There are several implications for chemical and pharmaceutical firms.  It is evident from this research that the stage or network approach is suboptimal in gaining a significant presence in international markets.  This may be especially true for firms dealing with complex products where sales cycles may be lengthy. A single country expansion may also be sub-optimal in cases where “natural” multi-country groupings occur.  This does not mean that single country expansion is obsolete at all times.  South America provides a good example:  Brazil may be a single country expansion since it is linguistically or culturally somewhat different from some of other South American countries.  Argentina, Chile, Uruguay and Paraguay form a multi-group expansion opportunity, however.  This leads us to the most important implication.  Risk assessment should always play a role in international expansion.  Risk is mitigated by looking at international expansion as a portfolio of opportunities.  A portfolio of opportunities allows firms to expand into several countries in an opportunistic fashion.  Earlier in the paper, we spoke about the German speaking part of Europe.  An expansion into this region using an opportunistic approach makes it more likely that the firm will succeed, ceteris paribus, since the risk of not gaining a market foothold is spread across three or four countries.  Using a staged approach, failure to gain a foothold is costly both in time and money because  it would require the firm to begin expansion into a second country after failing in the first.

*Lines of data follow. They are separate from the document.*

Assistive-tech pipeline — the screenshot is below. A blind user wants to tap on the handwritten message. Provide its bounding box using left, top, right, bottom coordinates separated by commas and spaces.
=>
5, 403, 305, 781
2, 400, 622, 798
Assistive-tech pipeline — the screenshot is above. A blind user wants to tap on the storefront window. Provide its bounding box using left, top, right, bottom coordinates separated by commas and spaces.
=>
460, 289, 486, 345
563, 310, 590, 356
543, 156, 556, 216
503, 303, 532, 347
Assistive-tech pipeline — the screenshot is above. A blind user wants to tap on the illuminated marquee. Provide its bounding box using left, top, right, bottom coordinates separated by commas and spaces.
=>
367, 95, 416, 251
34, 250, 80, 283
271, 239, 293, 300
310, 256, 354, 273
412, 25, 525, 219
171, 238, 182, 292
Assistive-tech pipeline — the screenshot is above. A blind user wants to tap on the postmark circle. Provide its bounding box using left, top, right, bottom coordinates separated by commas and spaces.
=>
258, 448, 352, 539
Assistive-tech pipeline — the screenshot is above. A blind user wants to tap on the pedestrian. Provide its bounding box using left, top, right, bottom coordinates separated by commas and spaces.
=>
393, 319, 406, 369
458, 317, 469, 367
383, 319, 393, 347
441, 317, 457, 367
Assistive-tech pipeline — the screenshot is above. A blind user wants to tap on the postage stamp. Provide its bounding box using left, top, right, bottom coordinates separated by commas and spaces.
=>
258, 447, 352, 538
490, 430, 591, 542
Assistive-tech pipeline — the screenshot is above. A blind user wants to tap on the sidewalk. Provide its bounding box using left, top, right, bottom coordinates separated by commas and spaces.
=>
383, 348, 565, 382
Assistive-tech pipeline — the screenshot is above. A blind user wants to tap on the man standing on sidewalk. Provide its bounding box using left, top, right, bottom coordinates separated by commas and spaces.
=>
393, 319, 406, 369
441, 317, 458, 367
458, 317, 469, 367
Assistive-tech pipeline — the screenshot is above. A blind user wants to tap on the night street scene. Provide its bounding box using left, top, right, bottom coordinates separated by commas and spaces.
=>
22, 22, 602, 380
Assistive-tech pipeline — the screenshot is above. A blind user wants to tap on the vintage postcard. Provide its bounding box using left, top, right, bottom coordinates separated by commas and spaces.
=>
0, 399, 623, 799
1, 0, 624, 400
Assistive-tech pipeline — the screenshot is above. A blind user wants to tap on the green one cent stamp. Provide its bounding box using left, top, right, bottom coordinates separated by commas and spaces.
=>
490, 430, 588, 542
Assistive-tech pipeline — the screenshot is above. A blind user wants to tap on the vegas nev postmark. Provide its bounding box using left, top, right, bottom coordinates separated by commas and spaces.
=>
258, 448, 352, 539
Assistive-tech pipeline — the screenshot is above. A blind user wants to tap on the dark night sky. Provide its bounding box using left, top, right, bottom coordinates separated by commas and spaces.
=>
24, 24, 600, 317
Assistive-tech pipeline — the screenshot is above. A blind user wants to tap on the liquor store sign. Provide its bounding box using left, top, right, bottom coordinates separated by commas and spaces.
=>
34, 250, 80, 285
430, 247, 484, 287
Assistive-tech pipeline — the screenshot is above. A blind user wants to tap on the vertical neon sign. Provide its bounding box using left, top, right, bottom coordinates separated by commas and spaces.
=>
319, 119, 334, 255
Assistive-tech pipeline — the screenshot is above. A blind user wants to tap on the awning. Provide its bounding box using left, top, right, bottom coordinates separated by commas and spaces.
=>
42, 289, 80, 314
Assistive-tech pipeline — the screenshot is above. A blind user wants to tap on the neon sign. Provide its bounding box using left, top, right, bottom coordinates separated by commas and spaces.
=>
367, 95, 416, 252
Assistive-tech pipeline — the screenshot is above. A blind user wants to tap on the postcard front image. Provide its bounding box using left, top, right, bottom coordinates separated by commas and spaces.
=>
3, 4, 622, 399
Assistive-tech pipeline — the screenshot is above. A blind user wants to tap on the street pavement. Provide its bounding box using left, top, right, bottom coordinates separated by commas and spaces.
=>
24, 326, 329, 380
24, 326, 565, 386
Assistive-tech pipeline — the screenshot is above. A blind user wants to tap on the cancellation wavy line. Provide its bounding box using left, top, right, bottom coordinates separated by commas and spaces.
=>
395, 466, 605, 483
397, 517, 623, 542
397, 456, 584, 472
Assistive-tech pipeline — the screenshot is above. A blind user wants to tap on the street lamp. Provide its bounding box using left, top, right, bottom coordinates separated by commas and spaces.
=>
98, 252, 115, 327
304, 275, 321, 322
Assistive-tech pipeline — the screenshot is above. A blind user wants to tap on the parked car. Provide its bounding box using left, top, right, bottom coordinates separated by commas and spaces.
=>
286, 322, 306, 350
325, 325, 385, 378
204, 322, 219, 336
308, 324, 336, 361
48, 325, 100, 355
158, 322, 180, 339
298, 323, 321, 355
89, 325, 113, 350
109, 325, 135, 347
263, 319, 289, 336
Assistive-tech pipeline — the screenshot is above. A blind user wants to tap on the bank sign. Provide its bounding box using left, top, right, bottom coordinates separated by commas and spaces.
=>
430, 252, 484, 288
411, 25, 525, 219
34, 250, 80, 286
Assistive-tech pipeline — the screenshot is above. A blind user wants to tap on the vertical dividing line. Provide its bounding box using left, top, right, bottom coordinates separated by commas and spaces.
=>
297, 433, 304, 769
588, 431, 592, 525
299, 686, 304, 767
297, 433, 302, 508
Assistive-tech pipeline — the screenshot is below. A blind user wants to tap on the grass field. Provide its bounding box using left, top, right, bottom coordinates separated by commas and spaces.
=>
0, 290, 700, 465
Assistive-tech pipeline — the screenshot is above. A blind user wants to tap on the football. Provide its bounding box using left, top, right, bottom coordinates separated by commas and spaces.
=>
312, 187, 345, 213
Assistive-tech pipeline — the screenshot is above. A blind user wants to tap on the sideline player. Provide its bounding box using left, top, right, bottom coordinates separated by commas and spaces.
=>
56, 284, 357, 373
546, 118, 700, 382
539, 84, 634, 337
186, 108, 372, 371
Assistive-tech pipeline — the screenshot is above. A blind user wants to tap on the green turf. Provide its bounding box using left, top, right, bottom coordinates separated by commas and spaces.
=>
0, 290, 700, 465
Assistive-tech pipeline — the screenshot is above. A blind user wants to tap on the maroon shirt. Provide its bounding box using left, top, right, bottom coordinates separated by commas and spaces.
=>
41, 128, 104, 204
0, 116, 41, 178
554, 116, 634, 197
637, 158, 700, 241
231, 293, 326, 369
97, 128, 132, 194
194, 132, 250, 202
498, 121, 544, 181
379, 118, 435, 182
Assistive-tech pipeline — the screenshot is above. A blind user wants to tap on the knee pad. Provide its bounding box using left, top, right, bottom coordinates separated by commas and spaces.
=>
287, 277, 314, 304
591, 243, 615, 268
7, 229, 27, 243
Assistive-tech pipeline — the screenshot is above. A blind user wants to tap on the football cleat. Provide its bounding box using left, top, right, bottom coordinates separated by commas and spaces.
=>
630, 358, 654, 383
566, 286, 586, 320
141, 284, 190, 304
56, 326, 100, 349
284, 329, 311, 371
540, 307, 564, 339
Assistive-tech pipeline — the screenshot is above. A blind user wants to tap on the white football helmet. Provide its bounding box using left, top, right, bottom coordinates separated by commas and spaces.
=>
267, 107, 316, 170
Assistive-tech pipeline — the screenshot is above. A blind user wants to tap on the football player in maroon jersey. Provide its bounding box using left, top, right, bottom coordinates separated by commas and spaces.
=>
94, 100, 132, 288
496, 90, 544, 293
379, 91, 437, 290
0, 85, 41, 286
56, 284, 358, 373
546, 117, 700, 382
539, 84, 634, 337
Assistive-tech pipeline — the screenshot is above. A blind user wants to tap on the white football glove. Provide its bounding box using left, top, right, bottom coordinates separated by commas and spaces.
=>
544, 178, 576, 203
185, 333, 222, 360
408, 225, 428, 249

In this study, we are primarily reporting on software companies that sell and market their products to food, chemical and pharmaceutical firms.  However, we believe that our conclusions can be  generalized  to all firms with complex products, especially food, chemical, and pharmaceutical firms that are attempting to expand internationally.

There are several limitations associated with clinical research. First, clinical research and an interpretative approach often do not examine the external conditions that give rise to certain meanings and experiences [34]. Although care was taken to analyse confounding variables and aspects, it is possible that these affected the results of this study. Second, the results are difficult to generalize until other researchers have performed similar analyses using different-sized samples across different countries over time. This is important, not only to validate the results, but also as a step toward formulating testable hypotheses and theories that apply across settings [44]. Finally, the interpretative approach is subjective and two researchers may not interpret the findings the same way.

Our study opens up a set of opportunities for researchers willing to commit time and resources to the in-depth exploration of factors and processes affecting efforts to internationalise. These include studies across samples in different countries. In-depth analysis of other factors affecting success in internationalisation is also needed. Applying the clinical research and interpretative methodologies to  different settings and variables would also be fruitful. The results of this study also indicate that researchers may also want to look at contingency variables. How organisational rigidities affect internationalisation appears to be an interesting area of further research.